Conservative members want Theresa May to quit before the next general election
But the Tories want May to stay in Number 10 as the two-year-long Brexit talks continue.
Theresa May's political future is looking bleak after a survey revealed that a majority of Conservative Party supporters want her to quit Number 10 before the next scheduled general election in 2022.
The poll, of more than 1,200 people on the ConservativeHome website, found that 56% of respondents wanted the prime minister to resign before 2022, with 27% of Tory voters wanting May to stay on, and 15% wanting May to quit immediately. Around 1% of respondents selected "don't know".
The findings come amid the two-year-long divorce talks between the EU and the UK, and almost a month after the general election, which May called to bolster her pro-Brexit mandate only to see her majority of Conservative MPs in the House of Commons vanish.
"Despite differences and divisions with the Cabinet, and the demoralisation caused by failing to win a majority, the prime minister is set, as we write, to make it through to the summer recess, and to try to regain the initiative in the autumn," said Paul Goodman, the editor of Conservative Home.
Senior Tories and potential leadership challengers, such as Foreign Secretary Boris Johnson and Brexit Secretary David Davis, have united behind the prime minister in a bid to prevent a potentially messy Conservative leadership contest and another snap election, which could see Labour leader Jeremy Corbyn catapulted into power.

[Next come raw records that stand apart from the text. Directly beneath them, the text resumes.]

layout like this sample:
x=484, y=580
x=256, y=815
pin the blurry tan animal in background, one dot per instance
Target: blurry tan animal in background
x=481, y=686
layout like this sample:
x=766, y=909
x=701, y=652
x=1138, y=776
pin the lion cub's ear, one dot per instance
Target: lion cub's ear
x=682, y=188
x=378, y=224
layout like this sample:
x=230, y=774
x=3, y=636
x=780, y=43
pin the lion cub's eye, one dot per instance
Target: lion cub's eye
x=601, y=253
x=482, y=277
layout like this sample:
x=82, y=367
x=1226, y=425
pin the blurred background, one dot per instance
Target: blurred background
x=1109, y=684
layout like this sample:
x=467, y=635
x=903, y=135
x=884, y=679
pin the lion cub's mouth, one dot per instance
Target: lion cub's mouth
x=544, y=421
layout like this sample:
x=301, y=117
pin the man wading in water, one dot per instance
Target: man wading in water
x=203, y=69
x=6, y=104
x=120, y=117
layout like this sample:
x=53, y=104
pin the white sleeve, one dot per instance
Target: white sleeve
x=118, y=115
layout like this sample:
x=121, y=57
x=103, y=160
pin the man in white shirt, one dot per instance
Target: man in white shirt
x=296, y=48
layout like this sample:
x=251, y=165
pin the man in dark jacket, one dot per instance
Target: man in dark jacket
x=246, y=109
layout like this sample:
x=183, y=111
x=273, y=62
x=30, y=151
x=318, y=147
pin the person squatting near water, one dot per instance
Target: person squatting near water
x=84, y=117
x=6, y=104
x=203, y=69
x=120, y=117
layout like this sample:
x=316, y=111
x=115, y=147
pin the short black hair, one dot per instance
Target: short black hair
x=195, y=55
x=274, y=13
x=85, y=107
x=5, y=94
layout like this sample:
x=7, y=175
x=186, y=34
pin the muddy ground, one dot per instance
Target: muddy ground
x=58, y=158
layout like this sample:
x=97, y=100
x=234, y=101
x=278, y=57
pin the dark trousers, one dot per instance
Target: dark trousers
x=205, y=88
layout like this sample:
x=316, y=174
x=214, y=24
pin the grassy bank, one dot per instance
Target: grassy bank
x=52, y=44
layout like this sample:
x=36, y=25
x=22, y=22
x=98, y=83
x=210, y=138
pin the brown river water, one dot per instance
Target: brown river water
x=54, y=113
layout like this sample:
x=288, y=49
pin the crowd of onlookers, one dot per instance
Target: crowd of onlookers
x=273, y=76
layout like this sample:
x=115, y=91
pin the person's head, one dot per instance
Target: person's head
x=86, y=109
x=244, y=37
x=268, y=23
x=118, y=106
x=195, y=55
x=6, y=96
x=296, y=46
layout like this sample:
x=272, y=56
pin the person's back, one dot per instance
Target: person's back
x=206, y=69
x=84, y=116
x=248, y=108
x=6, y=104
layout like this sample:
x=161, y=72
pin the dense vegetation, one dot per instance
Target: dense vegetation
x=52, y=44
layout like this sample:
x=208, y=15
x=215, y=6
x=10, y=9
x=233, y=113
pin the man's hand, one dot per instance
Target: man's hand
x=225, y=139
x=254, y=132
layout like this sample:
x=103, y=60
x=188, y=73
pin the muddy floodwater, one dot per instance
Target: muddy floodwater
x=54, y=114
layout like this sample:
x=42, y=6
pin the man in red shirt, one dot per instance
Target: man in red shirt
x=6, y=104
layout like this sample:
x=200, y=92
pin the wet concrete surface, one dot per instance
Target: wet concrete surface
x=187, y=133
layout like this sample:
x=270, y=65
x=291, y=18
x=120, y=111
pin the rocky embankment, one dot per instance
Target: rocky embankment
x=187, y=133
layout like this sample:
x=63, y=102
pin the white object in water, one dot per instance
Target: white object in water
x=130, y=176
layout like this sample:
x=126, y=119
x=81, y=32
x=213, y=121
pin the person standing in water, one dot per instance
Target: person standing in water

May has also faced further scrutiny because of the Grenfell Tower fire tragedy in west London. The disaster has left at least 80 dead and many more homeless.
The prime minister has launched a £5m fund to help the residents. An independent inquiry into the deadly blaze will be led by former Court of Appeal judge Sir Martin Moore-Bick. Elsewhere, May is facing a cabinet revolt over the 1% public sector pay cap, with Number 10 admitting that the public have become "weary" of the measure since its introduction in 2012.
Health Secretary Jeremy Hunt, Foreign Secretary Boris Johnson and Environment Secretary Michael Gove have called for a rethink. "I think that we should listen to the pay review bodies who govern each individual area of public sector pay," Gove told BBC One's Andrew Marr show on Sunday.
The latest opinion poll from Survation, which predicted the hung parliament result of the 8 June vote, said that the Conservatives had a one point lead over Labour (41% versus 40%). The survey, of more than 1,000 people between 28 and 30 June, also put the Liberal Democrats on 7% and Ukip and the Greens both on 2%.